GUWAHATI, India, March 5, 2006 (AFP) - A social outcast five years ago, Jahnabi Goswami -- who is HIV positive -- is now campaigning to persuade Indian couples planning to wed to dump traditional horoscope-matching in favour of AIDS tests.
Goswami's campaign to persuade people to get AIDS tests at first drew hostility from locals in her home state of Assam in northeastern India where HIV-AIDS is rife, mainly due to rampant drug abuse.
But now the campaign is being taken seriously and the 29-year-old woman has been asked by the ruling Congress party to contest state elections to be held next month in Assam.
Congress is billing her as the first HIV-positive person to contest an election in the state.
Goswami is running on a platform that highlights the need for regular AIDS tests, especially among young couples intending to marry.
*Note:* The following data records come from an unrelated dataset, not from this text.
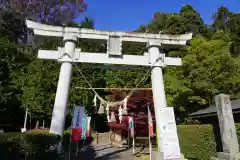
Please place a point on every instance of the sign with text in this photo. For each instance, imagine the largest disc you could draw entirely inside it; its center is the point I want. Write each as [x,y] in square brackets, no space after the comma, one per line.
[78,115]
[169,143]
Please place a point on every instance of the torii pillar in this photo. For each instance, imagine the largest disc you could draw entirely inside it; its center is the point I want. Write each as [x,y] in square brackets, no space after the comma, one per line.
[62,93]
[165,120]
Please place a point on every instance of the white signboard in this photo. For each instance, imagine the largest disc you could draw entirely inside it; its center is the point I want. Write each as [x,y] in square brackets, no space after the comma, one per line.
[169,138]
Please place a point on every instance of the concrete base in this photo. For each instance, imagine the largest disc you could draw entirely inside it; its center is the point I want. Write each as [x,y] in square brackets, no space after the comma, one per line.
[226,156]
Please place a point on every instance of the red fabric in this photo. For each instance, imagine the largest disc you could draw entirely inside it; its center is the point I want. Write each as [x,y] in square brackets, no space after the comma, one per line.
[76,134]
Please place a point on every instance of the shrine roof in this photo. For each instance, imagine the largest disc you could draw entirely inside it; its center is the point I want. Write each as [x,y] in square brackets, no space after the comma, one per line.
[212,111]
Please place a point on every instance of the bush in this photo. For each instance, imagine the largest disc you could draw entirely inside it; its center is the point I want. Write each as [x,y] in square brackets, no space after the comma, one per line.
[28,146]
[197,141]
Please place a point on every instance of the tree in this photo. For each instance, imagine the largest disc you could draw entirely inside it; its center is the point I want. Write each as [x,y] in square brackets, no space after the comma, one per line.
[234,30]
[192,19]
[54,12]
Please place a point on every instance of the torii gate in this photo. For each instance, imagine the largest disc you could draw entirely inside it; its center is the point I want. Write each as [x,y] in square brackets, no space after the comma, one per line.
[113,56]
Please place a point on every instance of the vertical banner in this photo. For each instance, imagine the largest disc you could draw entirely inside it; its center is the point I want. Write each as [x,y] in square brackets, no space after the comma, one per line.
[150,131]
[131,129]
[78,113]
[169,138]
[84,127]
[131,126]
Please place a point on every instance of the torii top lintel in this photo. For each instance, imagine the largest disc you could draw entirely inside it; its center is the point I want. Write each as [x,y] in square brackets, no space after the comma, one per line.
[60,31]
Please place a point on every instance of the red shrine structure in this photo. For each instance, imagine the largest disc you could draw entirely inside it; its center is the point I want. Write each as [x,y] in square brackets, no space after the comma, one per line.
[137,108]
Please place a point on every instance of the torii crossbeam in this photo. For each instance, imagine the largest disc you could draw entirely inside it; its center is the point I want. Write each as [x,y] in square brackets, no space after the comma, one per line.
[68,54]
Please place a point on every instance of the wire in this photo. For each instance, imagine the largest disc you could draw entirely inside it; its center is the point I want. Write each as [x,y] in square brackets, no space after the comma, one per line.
[114,88]
[99,97]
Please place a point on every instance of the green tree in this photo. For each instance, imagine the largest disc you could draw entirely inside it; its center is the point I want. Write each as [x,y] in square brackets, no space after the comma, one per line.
[208,69]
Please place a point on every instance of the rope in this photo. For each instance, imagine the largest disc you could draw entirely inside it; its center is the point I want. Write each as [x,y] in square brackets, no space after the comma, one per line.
[113,88]
[99,97]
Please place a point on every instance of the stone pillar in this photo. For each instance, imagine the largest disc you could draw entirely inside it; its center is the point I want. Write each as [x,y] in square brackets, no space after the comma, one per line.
[61,99]
[227,128]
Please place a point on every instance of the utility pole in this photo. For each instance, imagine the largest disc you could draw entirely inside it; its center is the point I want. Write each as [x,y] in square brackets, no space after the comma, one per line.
[69,54]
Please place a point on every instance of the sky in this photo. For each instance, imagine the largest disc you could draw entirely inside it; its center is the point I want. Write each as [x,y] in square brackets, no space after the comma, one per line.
[128,15]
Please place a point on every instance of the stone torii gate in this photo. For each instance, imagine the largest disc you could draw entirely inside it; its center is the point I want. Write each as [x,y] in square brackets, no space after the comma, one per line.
[153,58]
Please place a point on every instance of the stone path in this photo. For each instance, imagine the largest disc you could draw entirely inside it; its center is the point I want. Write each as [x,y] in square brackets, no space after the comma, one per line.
[103,152]
[108,152]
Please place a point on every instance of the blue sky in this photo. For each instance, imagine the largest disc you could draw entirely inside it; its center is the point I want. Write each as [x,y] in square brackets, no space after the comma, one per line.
[128,15]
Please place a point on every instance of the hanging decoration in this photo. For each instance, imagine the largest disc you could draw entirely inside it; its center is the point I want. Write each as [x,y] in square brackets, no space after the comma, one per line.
[120,113]
[125,106]
[101,108]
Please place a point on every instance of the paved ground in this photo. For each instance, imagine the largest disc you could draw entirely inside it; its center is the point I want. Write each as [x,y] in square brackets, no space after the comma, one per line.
[107,152]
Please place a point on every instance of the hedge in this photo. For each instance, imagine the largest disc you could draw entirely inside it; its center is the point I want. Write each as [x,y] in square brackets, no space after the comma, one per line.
[28,146]
[196,142]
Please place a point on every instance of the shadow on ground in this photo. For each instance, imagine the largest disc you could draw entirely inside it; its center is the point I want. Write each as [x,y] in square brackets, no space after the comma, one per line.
[93,153]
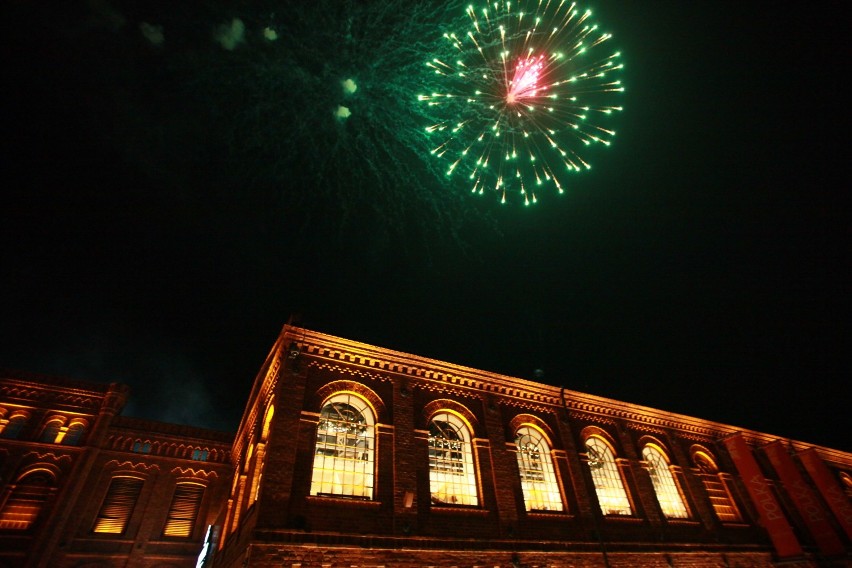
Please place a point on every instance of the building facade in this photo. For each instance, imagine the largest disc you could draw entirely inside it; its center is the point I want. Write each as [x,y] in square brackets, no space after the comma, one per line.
[350,455]
[83,486]
[353,455]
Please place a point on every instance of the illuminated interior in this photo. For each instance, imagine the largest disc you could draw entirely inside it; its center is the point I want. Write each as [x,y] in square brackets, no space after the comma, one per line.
[665,486]
[538,480]
[452,476]
[609,486]
[183,510]
[118,505]
[345,456]
[716,489]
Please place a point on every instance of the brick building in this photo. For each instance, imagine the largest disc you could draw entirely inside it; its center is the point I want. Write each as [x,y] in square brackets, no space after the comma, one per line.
[82,486]
[352,455]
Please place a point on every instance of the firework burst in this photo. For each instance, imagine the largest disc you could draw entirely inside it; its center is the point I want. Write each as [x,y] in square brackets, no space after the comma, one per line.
[518,98]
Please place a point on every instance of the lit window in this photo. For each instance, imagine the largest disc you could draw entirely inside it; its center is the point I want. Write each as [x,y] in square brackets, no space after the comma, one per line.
[74,434]
[184,509]
[345,453]
[665,486]
[118,505]
[538,480]
[51,430]
[716,489]
[846,480]
[609,486]
[26,501]
[13,429]
[452,477]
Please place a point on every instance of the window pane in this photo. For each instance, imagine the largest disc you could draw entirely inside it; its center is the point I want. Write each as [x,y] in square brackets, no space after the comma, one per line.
[452,477]
[184,509]
[48,435]
[665,486]
[118,505]
[74,435]
[538,480]
[23,506]
[344,455]
[717,492]
[608,484]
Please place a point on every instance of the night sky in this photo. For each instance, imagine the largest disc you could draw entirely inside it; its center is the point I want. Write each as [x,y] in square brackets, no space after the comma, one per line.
[167,207]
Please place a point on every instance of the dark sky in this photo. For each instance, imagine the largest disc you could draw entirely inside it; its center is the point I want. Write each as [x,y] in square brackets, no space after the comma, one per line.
[166,208]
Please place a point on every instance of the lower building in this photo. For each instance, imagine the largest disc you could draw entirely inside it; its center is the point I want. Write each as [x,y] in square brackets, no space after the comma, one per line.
[83,486]
[350,455]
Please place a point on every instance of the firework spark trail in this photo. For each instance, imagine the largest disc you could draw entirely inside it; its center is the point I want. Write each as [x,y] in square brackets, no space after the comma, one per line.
[517,98]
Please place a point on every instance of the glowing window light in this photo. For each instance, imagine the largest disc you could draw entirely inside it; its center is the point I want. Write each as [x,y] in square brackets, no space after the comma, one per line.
[538,479]
[665,486]
[609,486]
[344,457]
[716,489]
[452,476]
[184,510]
[24,504]
[118,505]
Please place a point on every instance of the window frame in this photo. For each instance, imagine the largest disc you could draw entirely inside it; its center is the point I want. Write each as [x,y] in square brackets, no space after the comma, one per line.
[345,450]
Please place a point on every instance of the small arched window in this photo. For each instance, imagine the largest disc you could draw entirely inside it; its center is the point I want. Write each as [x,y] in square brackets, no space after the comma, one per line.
[14,427]
[538,479]
[452,476]
[24,505]
[50,431]
[609,486]
[715,486]
[344,457]
[183,512]
[74,435]
[665,485]
[118,504]
[846,480]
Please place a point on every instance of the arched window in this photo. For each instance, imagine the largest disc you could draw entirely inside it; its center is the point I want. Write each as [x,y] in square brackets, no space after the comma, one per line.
[27,499]
[118,505]
[538,480]
[609,486]
[715,486]
[846,480]
[75,434]
[50,431]
[665,486]
[183,511]
[345,452]
[13,428]
[452,476]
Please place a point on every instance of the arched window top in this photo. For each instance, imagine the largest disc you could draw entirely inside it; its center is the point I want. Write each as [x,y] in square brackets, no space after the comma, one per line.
[50,432]
[37,476]
[538,478]
[267,423]
[452,474]
[449,426]
[716,488]
[348,407]
[609,485]
[344,458]
[704,461]
[665,485]
[74,435]
[17,421]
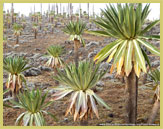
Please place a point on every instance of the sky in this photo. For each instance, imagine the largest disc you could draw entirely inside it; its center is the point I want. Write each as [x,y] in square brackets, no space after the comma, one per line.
[26,8]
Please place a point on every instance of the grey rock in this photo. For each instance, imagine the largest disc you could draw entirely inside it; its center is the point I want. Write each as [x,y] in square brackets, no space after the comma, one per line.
[43,68]
[16,46]
[108,76]
[92,54]
[32,72]
[92,43]
[30,85]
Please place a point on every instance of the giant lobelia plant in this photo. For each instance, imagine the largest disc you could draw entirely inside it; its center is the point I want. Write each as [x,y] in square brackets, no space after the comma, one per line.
[79,81]
[125,23]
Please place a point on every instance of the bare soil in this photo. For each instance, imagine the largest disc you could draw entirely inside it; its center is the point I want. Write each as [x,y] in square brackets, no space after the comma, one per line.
[112,93]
"In our society, you see people going to astrologers to know if their horoscopes match their partners to see if they will be compatible," she told AFP in an interview. "They should be going for AIDS tests instead."
Goswami knows tragically how important AIDS tests can be.
In 1994 she married a wealthy businessman "in traditional Indian style."
"Soon after my marriage I found that my husband was often taken ill, complaining of various ailments from herpes to fever and coughs," she says.
Her husband died in 1996 but he had already infected her with HIV which he contracted from having unprotected sex with another woman carrying the virus.
"A few days before his death, he told me he had AIDS," she recalled.
Two years after her husband's death, Goswami lost her two-year-old daughter to the illness.
She now wants the Indian government to make pre-marital AIDS testing mandatory to prevent the spread of the virus. India is home to 5.13 million HIV-positive cases, the highest after South Africa with 5.3 million cases.
Goswami, who lives in Kampur, 140 kilometers (87 miles) from Guwahati, Assam's largest city, is enthusiastic about making her political debut.
Congress, which is in power in Assam and at the national level, "said there is a need for people like me who can become future policymakers, especially on issues relating to fighting the HIV-AIDS menace in the region," Goswami said.
"She's a gutsy young woman and she will definitely be an asset to the party," said Congress party spokesman A. Bora.
Goswami says campaigning on the electoral hustings will be nothing compared with the battles she has already faced because of her HIV status. While she is on anti-retroviral drugs to fight the illness, she adds her health is strong.
"Soon after my husband died, my parents-in-law chased me out of their home and I went back to my parents," she said.
Left with few options, Goswami decided to go to university and get a degree in political science. Once armed with her degree, she went public with her HIV status, becoming one of the few Indian women to do so.
"My idea was to fight against the social stigma attached to the disease and help innocent women like me from contracting the virus," she said.
She has experienced first-hand the social stigma attached to AIDS.
"The moment a flat-owner came to know of my HIV-positive status, I was asked to vacate the house," she said. She had to change her accommodation at least 12 times before the government provided her housing.
But her openness about her situation ended up getting her a job as a government counsellor, advising people about AIDS.
Now Goswami says the Congress party has provided her a platform from which to launch her on a new stage of her AIDS-awareness campaign.